I may not be very clever but I always know what will most please people and that, I think, is far more important.
Novels in diary-format are usually not my thing. I just can’t suspend my disbelief enough to believe that someone would tell their diary in detail about their own family history or anything else they already know perfectly well. Thankfully, this book manages to avoid this pretty well. Sure, there are bits that you would not normally find in a real diary but that are only a few sentences at a time and not pages and pages about the history of the Habsburg dynasty. It also sounds believable like the voice of a young girl without being annoying (something not many authors can pull off).
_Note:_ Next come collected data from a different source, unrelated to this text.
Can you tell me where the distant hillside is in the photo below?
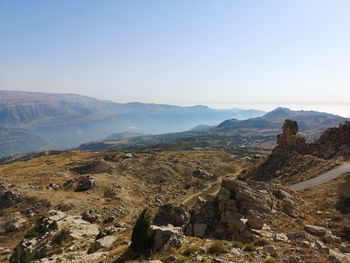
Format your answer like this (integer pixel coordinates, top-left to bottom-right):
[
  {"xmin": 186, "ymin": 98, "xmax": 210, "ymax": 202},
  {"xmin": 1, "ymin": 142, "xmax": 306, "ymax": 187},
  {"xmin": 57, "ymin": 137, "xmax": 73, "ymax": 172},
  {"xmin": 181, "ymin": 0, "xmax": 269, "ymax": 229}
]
[
  {"xmin": 0, "ymin": 90, "xmax": 265, "ymax": 155},
  {"xmin": 213, "ymin": 107, "xmax": 347, "ymax": 139},
  {"xmin": 79, "ymin": 107, "xmax": 348, "ymax": 152},
  {"xmin": 0, "ymin": 127, "xmax": 47, "ymax": 157}
]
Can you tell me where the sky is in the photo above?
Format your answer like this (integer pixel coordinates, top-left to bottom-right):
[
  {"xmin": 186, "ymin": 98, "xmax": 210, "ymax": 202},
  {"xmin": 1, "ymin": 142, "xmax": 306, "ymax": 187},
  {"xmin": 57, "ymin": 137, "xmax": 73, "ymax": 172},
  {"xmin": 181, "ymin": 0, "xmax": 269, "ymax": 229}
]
[{"xmin": 0, "ymin": 1, "xmax": 349, "ymax": 116}]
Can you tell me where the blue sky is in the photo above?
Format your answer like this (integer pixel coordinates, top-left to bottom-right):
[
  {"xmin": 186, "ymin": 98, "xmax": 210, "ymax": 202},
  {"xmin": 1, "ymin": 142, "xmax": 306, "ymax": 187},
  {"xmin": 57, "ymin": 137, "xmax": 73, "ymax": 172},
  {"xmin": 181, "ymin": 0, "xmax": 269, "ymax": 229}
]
[{"xmin": 0, "ymin": 1, "xmax": 349, "ymax": 115}]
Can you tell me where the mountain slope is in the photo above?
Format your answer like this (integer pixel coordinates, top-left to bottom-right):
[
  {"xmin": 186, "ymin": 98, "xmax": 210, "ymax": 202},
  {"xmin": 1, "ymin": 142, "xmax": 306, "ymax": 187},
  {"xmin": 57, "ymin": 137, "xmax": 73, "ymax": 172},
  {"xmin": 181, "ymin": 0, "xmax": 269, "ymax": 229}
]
[
  {"xmin": 79, "ymin": 108, "xmax": 348, "ymax": 152},
  {"xmin": 0, "ymin": 90, "xmax": 265, "ymax": 150},
  {"xmin": 213, "ymin": 107, "xmax": 347, "ymax": 138},
  {"xmin": 0, "ymin": 127, "xmax": 47, "ymax": 157}
]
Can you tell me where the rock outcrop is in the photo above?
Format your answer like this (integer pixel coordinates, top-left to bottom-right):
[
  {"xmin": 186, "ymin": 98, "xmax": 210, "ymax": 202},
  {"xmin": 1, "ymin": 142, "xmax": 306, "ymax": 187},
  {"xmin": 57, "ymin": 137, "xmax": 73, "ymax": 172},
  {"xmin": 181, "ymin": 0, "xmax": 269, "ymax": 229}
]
[
  {"xmin": 184, "ymin": 179, "xmax": 302, "ymax": 242},
  {"xmin": 151, "ymin": 225, "xmax": 183, "ymax": 251},
  {"xmin": 153, "ymin": 204, "xmax": 190, "ymax": 227},
  {"xmin": 249, "ymin": 120, "xmax": 350, "ymax": 181},
  {"xmin": 11, "ymin": 210, "xmax": 101, "ymax": 261},
  {"xmin": 315, "ymin": 121, "xmax": 350, "ymax": 158}
]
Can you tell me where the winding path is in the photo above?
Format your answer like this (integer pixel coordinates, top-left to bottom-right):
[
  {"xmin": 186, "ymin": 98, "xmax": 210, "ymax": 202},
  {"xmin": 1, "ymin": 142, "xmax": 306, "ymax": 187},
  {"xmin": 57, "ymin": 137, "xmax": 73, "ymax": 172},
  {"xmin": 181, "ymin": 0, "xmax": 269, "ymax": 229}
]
[{"xmin": 289, "ymin": 162, "xmax": 350, "ymax": 191}]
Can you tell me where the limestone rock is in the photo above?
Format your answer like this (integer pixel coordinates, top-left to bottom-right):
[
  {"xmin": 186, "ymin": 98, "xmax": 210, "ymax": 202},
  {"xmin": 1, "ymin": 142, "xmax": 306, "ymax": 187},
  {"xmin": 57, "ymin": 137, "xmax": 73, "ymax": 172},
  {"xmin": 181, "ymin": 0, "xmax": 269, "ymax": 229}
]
[
  {"xmin": 0, "ymin": 190, "xmax": 22, "ymax": 209},
  {"xmin": 90, "ymin": 235, "xmax": 118, "ymax": 252},
  {"xmin": 304, "ymin": 224, "xmax": 327, "ymax": 237},
  {"xmin": 4, "ymin": 217, "xmax": 26, "ymax": 232},
  {"xmin": 192, "ymin": 168, "xmax": 215, "ymax": 180},
  {"xmin": 151, "ymin": 224, "xmax": 183, "ymax": 251},
  {"xmin": 153, "ymin": 204, "xmax": 190, "ymax": 227},
  {"xmin": 263, "ymin": 245, "xmax": 277, "ymax": 256},
  {"xmin": 81, "ymin": 209, "xmax": 101, "ymax": 223},
  {"xmin": 75, "ymin": 176, "xmax": 95, "ymax": 192}
]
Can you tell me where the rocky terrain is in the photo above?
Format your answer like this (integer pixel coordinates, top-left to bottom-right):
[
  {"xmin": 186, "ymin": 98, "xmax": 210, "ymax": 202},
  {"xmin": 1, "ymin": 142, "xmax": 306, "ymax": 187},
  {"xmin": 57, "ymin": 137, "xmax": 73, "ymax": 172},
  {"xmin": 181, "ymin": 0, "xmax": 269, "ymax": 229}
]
[
  {"xmin": 1, "ymin": 119, "xmax": 350, "ymax": 262},
  {"xmin": 249, "ymin": 120, "xmax": 350, "ymax": 183}
]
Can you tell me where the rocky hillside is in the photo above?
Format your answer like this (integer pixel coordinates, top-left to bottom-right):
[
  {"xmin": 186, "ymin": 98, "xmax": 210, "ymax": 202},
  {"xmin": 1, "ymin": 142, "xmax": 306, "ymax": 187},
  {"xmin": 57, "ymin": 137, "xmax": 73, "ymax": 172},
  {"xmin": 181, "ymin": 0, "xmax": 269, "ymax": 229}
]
[
  {"xmin": 213, "ymin": 107, "xmax": 347, "ymax": 139},
  {"xmin": 249, "ymin": 120, "xmax": 350, "ymax": 182}
]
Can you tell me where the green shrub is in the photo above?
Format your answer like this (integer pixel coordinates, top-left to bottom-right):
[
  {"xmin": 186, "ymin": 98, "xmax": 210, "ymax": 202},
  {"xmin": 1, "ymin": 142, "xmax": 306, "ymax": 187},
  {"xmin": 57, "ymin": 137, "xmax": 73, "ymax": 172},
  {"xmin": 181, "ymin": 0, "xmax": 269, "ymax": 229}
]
[
  {"xmin": 265, "ymin": 256, "xmax": 277, "ymax": 263},
  {"xmin": 52, "ymin": 229, "xmax": 71, "ymax": 245},
  {"xmin": 208, "ymin": 240, "xmax": 226, "ymax": 255},
  {"xmin": 232, "ymin": 240, "xmax": 244, "ymax": 249},
  {"xmin": 243, "ymin": 243, "xmax": 256, "ymax": 252},
  {"xmin": 9, "ymin": 246, "xmax": 33, "ymax": 263},
  {"xmin": 174, "ymin": 256, "xmax": 189, "ymax": 263},
  {"xmin": 182, "ymin": 244, "xmax": 200, "ymax": 256},
  {"xmin": 130, "ymin": 209, "xmax": 154, "ymax": 252}
]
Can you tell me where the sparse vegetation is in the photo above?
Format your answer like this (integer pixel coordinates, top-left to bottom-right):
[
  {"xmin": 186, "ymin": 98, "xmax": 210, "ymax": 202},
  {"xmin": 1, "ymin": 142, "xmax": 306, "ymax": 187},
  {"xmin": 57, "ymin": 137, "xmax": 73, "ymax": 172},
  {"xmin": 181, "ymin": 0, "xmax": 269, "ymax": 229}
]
[
  {"xmin": 174, "ymin": 256, "xmax": 190, "ymax": 263},
  {"xmin": 232, "ymin": 240, "xmax": 244, "ymax": 249},
  {"xmin": 208, "ymin": 240, "xmax": 226, "ymax": 255},
  {"xmin": 130, "ymin": 209, "xmax": 154, "ymax": 252},
  {"xmin": 52, "ymin": 229, "xmax": 71, "ymax": 245},
  {"xmin": 182, "ymin": 244, "xmax": 200, "ymax": 256},
  {"xmin": 9, "ymin": 246, "xmax": 33, "ymax": 263},
  {"xmin": 243, "ymin": 243, "xmax": 256, "ymax": 252},
  {"xmin": 265, "ymin": 256, "xmax": 277, "ymax": 263}
]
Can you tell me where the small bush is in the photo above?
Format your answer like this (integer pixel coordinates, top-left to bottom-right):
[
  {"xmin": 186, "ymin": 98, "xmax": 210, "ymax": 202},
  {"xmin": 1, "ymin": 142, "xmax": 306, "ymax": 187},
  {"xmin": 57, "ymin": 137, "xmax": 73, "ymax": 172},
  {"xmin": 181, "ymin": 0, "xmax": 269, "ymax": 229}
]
[
  {"xmin": 182, "ymin": 244, "xmax": 200, "ymax": 256},
  {"xmin": 130, "ymin": 208, "xmax": 154, "ymax": 252},
  {"xmin": 208, "ymin": 240, "xmax": 226, "ymax": 255},
  {"xmin": 52, "ymin": 229, "xmax": 71, "ymax": 245},
  {"xmin": 9, "ymin": 246, "xmax": 33, "ymax": 263},
  {"xmin": 232, "ymin": 240, "xmax": 244, "ymax": 249},
  {"xmin": 243, "ymin": 243, "xmax": 256, "ymax": 252},
  {"xmin": 265, "ymin": 256, "xmax": 277, "ymax": 263},
  {"xmin": 254, "ymin": 239, "xmax": 269, "ymax": 247},
  {"xmin": 174, "ymin": 256, "xmax": 189, "ymax": 263}
]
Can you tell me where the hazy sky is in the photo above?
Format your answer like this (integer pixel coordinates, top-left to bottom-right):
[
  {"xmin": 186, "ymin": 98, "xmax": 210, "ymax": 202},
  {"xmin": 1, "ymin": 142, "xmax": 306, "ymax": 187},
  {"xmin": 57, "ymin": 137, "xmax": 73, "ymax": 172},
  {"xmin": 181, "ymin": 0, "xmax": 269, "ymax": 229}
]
[{"xmin": 0, "ymin": 1, "xmax": 349, "ymax": 115}]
At the same time, I’m beginning to realize that historical novels featuring real historical people as main characters are not really for me. Especially cases like this. The Secret Diary of a Princess begins when Marie Antoinette is nine years and ends with her wedding at fourteen. During that time, things happen to her and she has no influence over any of those things. Because children of her age rarely have, princesses at that even less (and daughters of Maria Theresia definitely not). I’m aware of all of these things but in a book that reads like fiction a part of me will always expect something – well fictional – to happen. Anything that would stop the plot from going to A to B in a straight line. But since Marie Antoinette’s life wasn’t fiction that doesn’t happen. And so I ended up being somewhat unsatisfied at the end even though I enjoyed the book. But in the future, I guess I’ll stick with historical novels that feature characters that can do whatever they like ;).
This is a read as part of 16 Tasks of the Festive Season
Book themes for Christmas: Read a book whose protagonist is called Mary, Joseph (or Jesus, if that’s a commonly used name in your culture) or any variations of those names.